I have always been partial towards people who belong to Bangalore. Call it my stupidity or my love for this city. Well, this automatically will make it clear that I always liked Kiran Rao. Here she was, presenting Dhobi Ghat, her first film as a director, to the world. And here was I, biased because she was from Bangalore, biased because of Aamir Khan, biased because I absolutely love Prateik Babbar’s timing biased because it had already been recognized by the so called ‘intellectual movie lovers’ and yes, biased because of the pseudo feminist that I am! Made it to the halls last night.
There is an incident I would like to narrate before I can speak about the movie. My friend and I decided to catch Dharamendra’s Yamla Pagla Deewana on Republic Day (after wanting to go for long). The movie was scheduled to begin at 9pm. They let us into the hall only by 9.20 pm. The movie did not begin until 9.45 pm and finally when it did, there was a bloody technical snag and the show was cancelled.. Arrgghhh. Ok. That’s it.
Coming back to Dhobi Ghat – as we checked into the hall they scared us by saying the movie was delayed. However it started and zooppp, it stopped. Another technical snag! Double aarrgghh this time. However, the movie started. A tale about Mumbai was being narrated. I liked the V/O artist (at that point I thought that it would just be a V/O). Soon, there was Aamir Khan, playing the role of Arun – a socially aloof painter who wanted to sell his paintings among the socialites! Ironical but true. The movie then started introducing the other characters – Shai, played by Monica Dogra (NRI and a typical Page 3 socialite), Munna played by Prateik Babbar, (an aspiring actor who was at the moment adjusting with his life as a dhobi) and yes, Yasmin Noor played by Kriti Malhotra (the same V/O that I heard initially. She was weaving in the various parallels for us).
3 characters with striking definitions that made us either like them or dislike them started dominating the film. And yes, 1 character, though was slightly downplayed, added another story and made it possible for us to see various emotions. It was the journey of a young girl to a newlywed bride. Her venture into the new household, her initial dreams of marriage and how it’s destroyed by landing up with the wrong man. All this being taped and narrated with love, innocence and passion to her younger brother. This story starts becoming the inspiration for Arun’s new painting.
Parallely, Munna starts developing a soft corner for Shai while Shai is still in love with Arun. People come close, relationships grow stronger, situations gets lighter and make you smile at times and at times they get grim and cause worry. Unlike, a very typical ending, it did not define what happens in the lives of the 3 main characters. It was open ended and left to the imagination of the viewer. Well, I can say, if it was made by a Rohit Shetty or RGV or any other typical director then there was enough scope for a sequel of the film.

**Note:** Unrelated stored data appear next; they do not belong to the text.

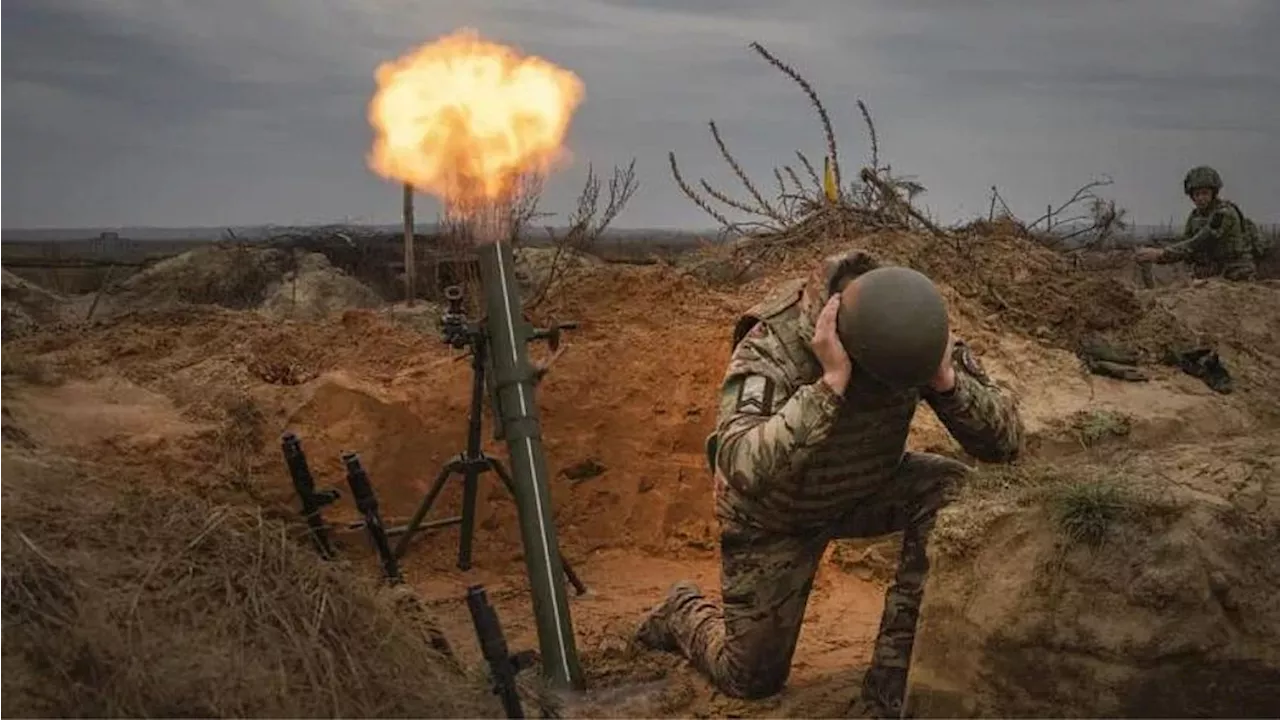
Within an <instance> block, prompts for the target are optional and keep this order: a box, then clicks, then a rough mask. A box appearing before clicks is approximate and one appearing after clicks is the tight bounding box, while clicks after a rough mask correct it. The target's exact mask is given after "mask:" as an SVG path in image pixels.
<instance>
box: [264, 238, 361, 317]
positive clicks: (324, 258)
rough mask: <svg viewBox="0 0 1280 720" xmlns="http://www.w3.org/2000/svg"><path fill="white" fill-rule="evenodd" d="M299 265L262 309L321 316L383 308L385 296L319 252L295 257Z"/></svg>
mask: <svg viewBox="0 0 1280 720" xmlns="http://www.w3.org/2000/svg"><path fill="white" fill-rule="evenodd" d="M294 263H296V268H294V269H293V270H291V272H288V273H285V274H284V277H283V278H282V279H280V282H279V283H273V284H271V286H270V287H269V288H268V291H266V300H264V301H262V304H261V309H262V310H264V311H265V313H268V314H269V315H271V316H276V318H303V319H312V320H315V319H320V318H325V316H328V315H332V314H334V313H340V311H343V310H355V309H369V307H380V306H381V305H383V299H381V297H379V296H378V293H376V292H374V291H372V290H370V288H369V287H367V286H365V284H364V283H361V282H360V281H357V279H356V278H352V277H351V275H348V274H346V273H343V272H342V270H339V269H337V268H334V266H333V265H330V264H329V259H328V258H325V256H324V255H321V254H319V252H307V254H305V255H301V256H297V258H294Z"/></svg>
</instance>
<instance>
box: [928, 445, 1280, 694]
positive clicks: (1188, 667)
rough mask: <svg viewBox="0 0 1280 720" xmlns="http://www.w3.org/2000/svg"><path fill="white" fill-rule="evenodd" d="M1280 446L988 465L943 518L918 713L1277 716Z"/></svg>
mask: <svg viewBox="0 0 1280 720" xmlns="http://www.w3.org/2000/svg"><path fill="white" fill-rule="evenodd" d="M1277 451H1280V437H1277V436H1275V434H1270V436H1266V437H1254V438H1245V439H1234V441H1222V442H1217V443H1215V445H1211V446H1192V445H1187V446H1174V447H1166V448H1164V450H1162V451H1161V452H1160V454H1158V455H1148V456H1143V457H1129V459H1126V460H1125V459H1121V457H1111V459H1110V461H1107V462H1105V464H1083V465H1076V466H1074V468H1073V469H1070V470H1064V469H1062V468H1061V466H1057V468H1052V469H1047V468H1041V469H1023V470H1016V471H1004V473H988V474H987V475H984V478H983V480H980V482H979V483H977V484H975V486H974V487H973V488H970V492H969V493H968V496H966V497H963V498H961V500H960V501H959V502H957V503H956V505H954V506H952V507H950V509H948V510H946V511H945V512H943V516H942V519H941V520H940V524H938V530H937V541H936V543H934V546H933V556H934V565H933V570H932V575H931V579H929V592H928V593H927V594H925V601H924V609H923V611H922V625H920V634H919V638H918V646H916V651H915V659H914V664H913V670H911V685H913V687H911V703H913V706H914V712H915V715H916V716H937V717H943V716H947V717H955V716H1006V717H1009V716H1078V717H1084V716H1092V717H1105V716H1128V717H1134V716H1140V717H1155V716H1211V717H1222V716H1235V717H1254V716H1260V717H1274V716H1276V715H1277V714H1280V652H1277V650H1276V648H1277V647H1280V644H1277V641H1280V634H1277V633H1280V632H1277V628H1280V602H1277V600H1276V587H1280V566H1277V565H1276V564H1275V562H1274V561H1272V559H1274V557H1275V553H1276V550H1277V546H1280V510H1277V509H1280V486H1277V484H1276V482H1275V479H1276V477H1277V470H1280V461H1277V460H1276V459H1277V457H1280V455H1277ZM1170 480H1172V482H1170Z"/></svg>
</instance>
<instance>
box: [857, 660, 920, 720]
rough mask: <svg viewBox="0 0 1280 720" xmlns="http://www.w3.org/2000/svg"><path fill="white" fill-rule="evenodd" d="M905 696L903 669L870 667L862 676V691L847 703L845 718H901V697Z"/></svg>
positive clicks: (903, 674)
mask: <svg viewBox="0 0 1280 720" xmlns="http://www.w3.org/2000/svg"><path fill="white" fill-rule="evenodd" d="M905 694H906V669H905V667H872V669H869V670H868V671H867V675H865V676H863V691H861V693H860V694H859V696H858V697H855V698H854V701H852V702H851V703H849V708H847V710H846V711H845V717H872V719H876V720H882V719H886V717H901V716H902V697H904V696H905Z"/></svg>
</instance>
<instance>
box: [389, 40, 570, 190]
mask: <svg viewBox="0 0 1280 720" xmlns="http://www.w3.org/2000/svg"><path fill="white" fill-rule="evenodd" d="M376 81H378V91H376V94H375V95H374V99H372V101H371V102H370V105H369V122H370V124H371V126H372V128H374V132H375V137H374V146H372V151H371V152H370V155H369V167H370V169H372V170H374V172H375V173H378V174H379V176H381V177H384V178H388V179H394V181H399V182H402V183H408V184H411V186H413V187H415V188H417V190H421V191H426V192H431V193H433V195H436V196H439V197H440V199H442V200H444V201H445V204H447V205H456V206H467V205H475V204H481V202H493V201H502V200H504V199H507V197H509V196H511V193H512V192H513V191H515V190H516V183H517V182H518V178H520V177H521V176H522V174H530V173H545V172H548V170H549V169H552V167H553V165H556V164H557V163H561V161H563V160H564V159H567V156H568V154H567V151H566V149H564V147H563V141H564V136H566V133H567V132H568V126H570V120H571V119H572V115H573V110H575V109H577V106H579V104H580V102H581V101H582V96H584V86H582V81H581V79H579V77H577V76H575V74H573V73H572V72H570V70H566V69H563V68H559V67H557V65H554V64H552V63H549V61H547V60H544V59H541V58H536V56H530V55H521V54H520V53H518V51H517V50H515V49H512V47H507V46H504V45H498V44H495V42H490V41H486V40H483V38H481V37H480V35H479V33H477V32H476V31H474V29H461V31H458V32H454V33H453V35H449V36H445V37H442V38H439V40H436V41H434V42H430V44H426V45H424V46H421V47H419V49H416V50H413V51H411V53H410V54H407V55H404V56H403V58H399V59H397V60H393V61H389V63H384V64H383V65H380V67H379V68H378V72H376Z"/></svg>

I absolutely loved the hues and the treatment of the film. It was more like a ‘Mumbai Yatra’ for me with Mumbai being shown in it’s typical and raw form – lively, captivating, encouraging, sometimes depressing, lonely, brimming with life and passion, supporting various segments of society. Yes, it mirrored society and depicted the city like how any NRI or a foreign director would. Coming back to the hues – I loved the usage of blues in the film – sometimes the colour was soothing, sometime brought in depression and sometimes when it got deeper just depicted the harsh reality of a life in a metro. I enjoyed the costumes in the film, especially that of Aamir Khan. Gentle colours, mostly linen and cotton defined his character well. (Oh yes, some branding was seen unintentionally – Marc Jacobs, Next and so on). The lighting as well was something that I enjoyed. Sometimes the tungsten was so dim that it would add to the eeriness and the irony that existed in their lives. When love was blooming daylight was bright and set in the mood beautifully.
Coming to performances, I would only like to mention that of Prateik Babbar – stunner and a complete winner. This is the second time he has made me go ‘gaga’ over him. Sinks into his character amazingly well and brings out various emotions beautifully. Could Aamir Khan deliver less? No. So, here we go – the movie had good performances. Background score is surely good. It gets you into the movie and the pathos of their individual lives.
I am just a little skeptical about my own opinion about the movie. I cannot put my foot down and say ‘I did not like it’ or exclaim that I loved it. I am just confused. The story line has left me wondering what I should opt for. If I were to suggest, then watch the film for its treatment and yes, for Prateik Babbar. Don’t go there expecting a great story that would move you like a ‘Taare Zameen Par’ or a ‘Jaane Tu Ya Jaane Na’. Just go there to watch ‘Dhobi Ghat’.